A little baby has died, never an outcome wished by anybody. I cannot imagine how the family are feeling and truly pray that wee Jack rests in peace. On the other side, there is a mother who has been robbed of her entire existence with a criminal record and is now a blacklisted doctor. How is she? What is her life now? What future do her kids have? I cannot even try to imagine the darkness over this family. A death of many sorts, something that has left us - as a nation - numb. 

This could have been me. It could have been my friend. It could have been any doctor anywhere in the world who goes out to work everyday with the sole intention to do no harm. Never does it cross our minds that anything less than perfect is acceptable. We are intuitively this type of person. This then gets engrained through military medical training and further through our daily practise. We do not want to harm. 

Left hung out to dry by a blame culture profession and an unforgiving society, this is the fate of medics today

We wake up in panic, we obsess over detail. We cry into our pillows and pray only to deliver our best. Many of us end up on medication to manage our work related anxieties because we are terrified of this very outcome that we have watched take place in modern day Britain today.

To go beyond the duty of care is a concept we understand, for we do it on repeat every single day. We leave our own babies, our own elderly, unwell or vulnerable relatives, our own domestic turmoils at home to come out and take care of all of yours. Is this even a consideration for mankind these days? 

I understand, from speaking to several paediatric colleagues, that Dr Bawa-Garba was arrested two weeks post-partum, torn away from her exclusively breastfed baby on a charge of manslaughter. Questioned for over seven hours, putting her own baby at risk of dehydration, this has been allowed in our country today. Is this what our society now accepts as right? Prior to this the same people would have praised her for being an exceptional and outstanding doctor. Left hung out to dry by a blame culture profession and an unforgiving society, this is the fate of medics today. 

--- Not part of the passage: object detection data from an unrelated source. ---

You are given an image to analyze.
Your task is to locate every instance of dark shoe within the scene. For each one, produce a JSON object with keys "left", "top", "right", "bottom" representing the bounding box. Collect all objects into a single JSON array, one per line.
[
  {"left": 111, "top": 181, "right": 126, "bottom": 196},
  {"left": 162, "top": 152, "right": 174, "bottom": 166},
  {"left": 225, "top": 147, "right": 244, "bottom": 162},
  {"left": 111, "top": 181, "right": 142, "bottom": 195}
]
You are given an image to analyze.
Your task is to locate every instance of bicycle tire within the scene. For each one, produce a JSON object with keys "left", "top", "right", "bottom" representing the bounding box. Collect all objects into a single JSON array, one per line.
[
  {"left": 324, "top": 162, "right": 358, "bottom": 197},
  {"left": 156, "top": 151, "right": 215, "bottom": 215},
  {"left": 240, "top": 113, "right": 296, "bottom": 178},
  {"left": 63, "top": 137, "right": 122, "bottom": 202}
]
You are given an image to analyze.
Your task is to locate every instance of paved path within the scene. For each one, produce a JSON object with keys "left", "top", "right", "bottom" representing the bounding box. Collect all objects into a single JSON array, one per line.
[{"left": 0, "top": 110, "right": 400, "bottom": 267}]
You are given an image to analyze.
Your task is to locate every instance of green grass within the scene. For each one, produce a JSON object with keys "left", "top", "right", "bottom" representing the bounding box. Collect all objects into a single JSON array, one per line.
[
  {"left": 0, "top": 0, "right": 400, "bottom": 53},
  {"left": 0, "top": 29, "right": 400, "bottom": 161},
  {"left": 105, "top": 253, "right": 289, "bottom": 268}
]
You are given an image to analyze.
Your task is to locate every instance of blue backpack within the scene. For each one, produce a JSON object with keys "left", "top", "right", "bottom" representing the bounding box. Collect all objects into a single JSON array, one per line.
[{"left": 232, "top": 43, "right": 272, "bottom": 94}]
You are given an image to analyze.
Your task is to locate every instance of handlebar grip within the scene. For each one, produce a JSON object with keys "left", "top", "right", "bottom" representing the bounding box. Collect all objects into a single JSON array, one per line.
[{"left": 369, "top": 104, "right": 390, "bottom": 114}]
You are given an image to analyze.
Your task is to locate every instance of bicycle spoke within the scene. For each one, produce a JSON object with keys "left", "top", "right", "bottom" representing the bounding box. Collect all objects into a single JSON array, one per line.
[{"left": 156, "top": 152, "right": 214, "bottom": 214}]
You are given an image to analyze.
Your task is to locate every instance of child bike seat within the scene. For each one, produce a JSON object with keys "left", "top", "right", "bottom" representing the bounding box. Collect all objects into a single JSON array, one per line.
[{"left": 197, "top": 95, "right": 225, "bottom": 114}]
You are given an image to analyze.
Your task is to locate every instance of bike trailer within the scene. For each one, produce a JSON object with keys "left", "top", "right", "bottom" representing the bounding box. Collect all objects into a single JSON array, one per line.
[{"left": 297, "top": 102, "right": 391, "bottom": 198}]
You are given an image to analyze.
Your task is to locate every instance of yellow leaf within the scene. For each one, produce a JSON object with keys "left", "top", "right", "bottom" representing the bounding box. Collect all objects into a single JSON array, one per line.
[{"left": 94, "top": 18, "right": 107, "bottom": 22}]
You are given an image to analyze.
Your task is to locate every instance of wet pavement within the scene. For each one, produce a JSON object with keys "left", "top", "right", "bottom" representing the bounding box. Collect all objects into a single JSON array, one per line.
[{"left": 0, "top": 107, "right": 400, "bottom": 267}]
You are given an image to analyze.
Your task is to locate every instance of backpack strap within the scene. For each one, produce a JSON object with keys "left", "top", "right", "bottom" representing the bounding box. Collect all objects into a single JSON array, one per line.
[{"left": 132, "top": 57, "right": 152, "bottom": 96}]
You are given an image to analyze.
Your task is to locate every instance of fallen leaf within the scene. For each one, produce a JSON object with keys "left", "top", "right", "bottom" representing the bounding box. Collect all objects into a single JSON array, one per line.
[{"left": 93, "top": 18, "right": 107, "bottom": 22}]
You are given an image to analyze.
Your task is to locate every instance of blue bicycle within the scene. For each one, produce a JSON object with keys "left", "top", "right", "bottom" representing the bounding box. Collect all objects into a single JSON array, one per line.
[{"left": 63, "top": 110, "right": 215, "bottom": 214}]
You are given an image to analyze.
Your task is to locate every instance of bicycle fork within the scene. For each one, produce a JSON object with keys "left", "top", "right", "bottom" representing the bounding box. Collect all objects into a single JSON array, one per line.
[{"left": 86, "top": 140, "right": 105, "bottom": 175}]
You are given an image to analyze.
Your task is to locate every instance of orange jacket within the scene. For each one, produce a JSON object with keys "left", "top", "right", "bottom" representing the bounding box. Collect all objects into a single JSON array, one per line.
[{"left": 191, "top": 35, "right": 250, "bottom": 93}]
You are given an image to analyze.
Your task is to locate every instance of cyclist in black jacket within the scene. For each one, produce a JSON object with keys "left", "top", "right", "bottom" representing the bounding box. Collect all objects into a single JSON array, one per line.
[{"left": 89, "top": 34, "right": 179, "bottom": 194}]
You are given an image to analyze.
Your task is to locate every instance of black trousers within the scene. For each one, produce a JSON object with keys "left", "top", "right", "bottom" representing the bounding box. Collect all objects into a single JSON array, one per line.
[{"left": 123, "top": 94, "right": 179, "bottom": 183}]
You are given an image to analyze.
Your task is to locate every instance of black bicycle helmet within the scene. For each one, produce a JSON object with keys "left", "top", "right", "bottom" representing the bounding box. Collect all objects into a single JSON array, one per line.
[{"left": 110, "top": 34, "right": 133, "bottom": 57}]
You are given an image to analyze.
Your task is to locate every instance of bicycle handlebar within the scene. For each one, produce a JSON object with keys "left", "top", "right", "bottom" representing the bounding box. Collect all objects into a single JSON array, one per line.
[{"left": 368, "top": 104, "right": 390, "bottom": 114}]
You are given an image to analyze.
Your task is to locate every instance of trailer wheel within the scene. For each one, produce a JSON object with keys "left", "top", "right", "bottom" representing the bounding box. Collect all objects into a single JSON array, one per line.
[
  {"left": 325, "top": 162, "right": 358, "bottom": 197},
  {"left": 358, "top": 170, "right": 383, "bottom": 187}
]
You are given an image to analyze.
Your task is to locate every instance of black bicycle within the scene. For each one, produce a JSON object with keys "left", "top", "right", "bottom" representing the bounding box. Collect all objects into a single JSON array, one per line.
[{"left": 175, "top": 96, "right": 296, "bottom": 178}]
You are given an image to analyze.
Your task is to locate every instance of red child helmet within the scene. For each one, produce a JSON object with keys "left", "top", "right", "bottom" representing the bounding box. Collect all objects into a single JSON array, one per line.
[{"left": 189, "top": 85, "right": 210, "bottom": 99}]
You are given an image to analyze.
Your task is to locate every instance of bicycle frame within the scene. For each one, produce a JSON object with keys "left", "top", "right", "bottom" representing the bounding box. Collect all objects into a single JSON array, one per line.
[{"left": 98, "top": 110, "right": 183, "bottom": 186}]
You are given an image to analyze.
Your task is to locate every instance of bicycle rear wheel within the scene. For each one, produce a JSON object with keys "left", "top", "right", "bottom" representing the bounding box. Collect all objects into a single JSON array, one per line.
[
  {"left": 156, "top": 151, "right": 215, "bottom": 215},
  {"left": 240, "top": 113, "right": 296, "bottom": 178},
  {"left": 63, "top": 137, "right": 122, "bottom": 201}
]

We are doctors. We are not God. We are not superheroes and do not have special powers to transform life. We can also make mistakes but the difference between our job and every other person’s job out there, is that our mistakes can directly harm life. 

That is why when we say, ‘we are tired working these horrifically long hours back to back’, the government needs to listen to us. When we say we are hungry, having not had a bite to eat in 12 hours, management needs to factor in time for our breaks so we can feed ourselves. When we are stressed, the NHS must recognise the need for support to be given to us. If we cannot have these basic rights, how can we be expected to perform at 110%? How can we never misjudge or make an inadvertent error? We are struggling as a profession and yet today we witness brutality to someone who was trying her best to medically manage many sick patients without any senior support. 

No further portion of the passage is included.